Erstellt: Aktualisiert: 

Von: Christopher Göbel

Redakteur Christopher Göbel zum Vorgang des Intendanten-Rauswurfs während der laufenden Festspielsaison in Bad Hersfeld.

Hat der Bad Hersfelder Bürgermeister Thomas Fehling bereits seit seiner Wahl den ein oder anderen Fauxpas begangen, so hat der dem nun (vorläufig) die Krone aufgesetzt: Mit der fristlosen Kündigung des Intendanten Holk Freytag hat Fehling sich und vor allem der Festspielstadt keinen Gefallen getan.

Er schiebt zwar eine "Mehrheitsentscheidung" des Magistrats vor, doch weiß jeder, der sich in den vergangenen Jahren mit der Thematik beschäftigt hat, dass der Bürgermeister eine Fehde mit dem Intendanten austrägt. Dass er nun im Magistrat eine Mehrheit – gegen die Stimmen von SPD und Grünen übrigens – gefunden hat, dürfte ihm selbst Genugtuung geben. Der Stadt jedoch dürfte es einen möglicherweise irreparablen Schaden zufügen. Denn Freytag – so schwierig er als Mensch und Künstler auch sein mag – hat die Festspiele seit 2010 auf ein hohes Niveau gebracht.
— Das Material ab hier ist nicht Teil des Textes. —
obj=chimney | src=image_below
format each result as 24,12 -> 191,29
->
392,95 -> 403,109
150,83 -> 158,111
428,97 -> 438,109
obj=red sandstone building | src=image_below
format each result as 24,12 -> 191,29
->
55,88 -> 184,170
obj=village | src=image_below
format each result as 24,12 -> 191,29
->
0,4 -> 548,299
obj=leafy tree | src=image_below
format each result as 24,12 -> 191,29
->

Die überregionalen Kritiken der diesjährigen Saison sind durchweg positiv, die Zuschauer strömen und der Ruf der Stadt als "Festspielstadt" wurde gefestigt.
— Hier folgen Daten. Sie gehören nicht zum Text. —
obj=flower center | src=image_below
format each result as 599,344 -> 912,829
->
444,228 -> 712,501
Es ist fast noch als "Glück" zu bezeichnen, dass dieser Schritt kurz vor Ende der Spielzeit getan wurde. Elke Hesse, die von 2006 bis 2009 Intendantin der Festspiele war, kommentierte den Sachverhalt auf "Facebook" mit folgenden Worten: "In Bad Hersfeld agiert man ganz offensichtlich gegen die Kunst". Das scheint so zu sein. Kunst lässt sich nunmal nicht in Euro und Cent bewerten. Das ist das Los der Künstler und der Kunstschaffenden. Fast überall unterliegen die freien Denker peniblen Geldmenschen, die nur auf das Stadtsäckel achten. Kultur kostet nun einmal Geld. Aber wenn Kosten gespart werden, gehen auch Einnahmen zurück. Unbekannte Schauspieler in Billigproduktionen mit No-Name-Regisseuren mag niemand sehen. Kostengünstig zusammengeschusterte Bühnenbilder und fadenscheinige Kostüme auch nicht.
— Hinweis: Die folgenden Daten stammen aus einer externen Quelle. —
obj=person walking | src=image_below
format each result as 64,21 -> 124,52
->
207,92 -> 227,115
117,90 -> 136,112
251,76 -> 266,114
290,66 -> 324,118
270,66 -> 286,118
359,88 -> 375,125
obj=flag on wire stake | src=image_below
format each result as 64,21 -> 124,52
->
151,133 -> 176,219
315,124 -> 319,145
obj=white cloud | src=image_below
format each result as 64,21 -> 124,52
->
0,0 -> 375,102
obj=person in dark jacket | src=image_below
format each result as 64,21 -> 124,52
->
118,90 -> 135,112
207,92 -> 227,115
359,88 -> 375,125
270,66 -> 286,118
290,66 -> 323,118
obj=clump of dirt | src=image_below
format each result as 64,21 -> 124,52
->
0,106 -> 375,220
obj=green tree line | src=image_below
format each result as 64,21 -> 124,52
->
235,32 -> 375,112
Soweit ich informiert bin, ist die Begründung des Rausschmisses – nämlich dass Freytag keinen Plan vorgelegt hätte, in der Spielzeit 2015 400.000 Euro einzusparen – gar nicht stichhaltig. "Bereits vor der entscheidenden Sitzung des Magistrats hat Holk Freytag einen überarbeiteten Entwurf vorgelegt, in dem die von Ihnen erzwungenen 400.000 Euro Einsparmaßnahmen u.a. durch die Auswechslung einer Neuproduktion und die Hereinnahme zweier Wiederaufnahmen finanziell vollständig erfüllt waren. Eine fristlose Kündigung ohne politische Dialogbereitschaft und ohne juristische Basis kann deshalb nur als persönlicher Angriff auf Holk Freytag gewertet werden" schreiben Ulrich Khuon (Vorsitzender der Intendantengruppe des "Deutschen Bühnenvereins" und Intendant des "Deutschen Theaters Berlin") und Holger Schultze (Vorsitzender des Künstlerischen Ausschusses des "Deutschen Bühnenvereins" und Intendant des Theaters und Orchesters Heidelberg) in einem offenen Brief an Fehling. Bisher hat der noch nicht darauf reagiert.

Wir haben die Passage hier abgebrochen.